Skillet Cabbage with Bacon

- 6 slices hickory-smoked bacon, cut crosswise into strips ½ inch wide
- One small cabbage (2 to 2¼ pounds), quartered, cored, and each quarter sliced 1 inch thick
- 1/3 cup chicken broth or water
- 1 teaspoon salt, or to taste
- ¼ teaspoon black pepper, or to taste
Instructions:
This quick and easy recipe proves that cabbage can be delicious.
- Fry the bacon in a large, heavy skillet over moderate heat for 10 to 12 minutes or until the drippings cook out and only crisp brown bits remain. Scoop the bacon onto paper toweling and reserve. Pour off the drippings, then return 2 tablespoons of them to the skillet.

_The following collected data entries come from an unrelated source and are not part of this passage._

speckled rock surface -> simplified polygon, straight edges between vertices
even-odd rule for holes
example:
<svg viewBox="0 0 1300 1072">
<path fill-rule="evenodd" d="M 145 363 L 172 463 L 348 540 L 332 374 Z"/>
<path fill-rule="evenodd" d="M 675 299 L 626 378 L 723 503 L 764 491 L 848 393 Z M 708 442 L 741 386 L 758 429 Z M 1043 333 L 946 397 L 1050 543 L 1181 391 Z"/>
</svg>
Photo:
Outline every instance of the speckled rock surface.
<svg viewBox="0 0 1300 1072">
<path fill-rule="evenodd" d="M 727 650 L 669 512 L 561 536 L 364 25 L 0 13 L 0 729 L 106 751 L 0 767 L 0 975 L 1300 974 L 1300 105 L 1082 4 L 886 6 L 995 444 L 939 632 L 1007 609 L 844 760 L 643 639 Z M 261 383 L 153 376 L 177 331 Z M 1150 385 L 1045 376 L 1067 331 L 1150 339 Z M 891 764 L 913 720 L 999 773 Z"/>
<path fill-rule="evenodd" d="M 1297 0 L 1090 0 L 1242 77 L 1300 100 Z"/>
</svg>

- Add the cabbage, turn in the drippings for 2 to 3 minutes until nicely glazed, then add the broth, salt, and pepper. Cover and cook over moderate heat, stirring occasionally and separating the pieces of cabbage, for 10 to 12 minutes or until crisp-tender.
- Return the reserved bacon to the skillet, toss the cabbage well, then taste for salt and pepper and adjust as needed.
- Serve hot with baked ham, ham loaf, or roast pork, turkey, or chicken.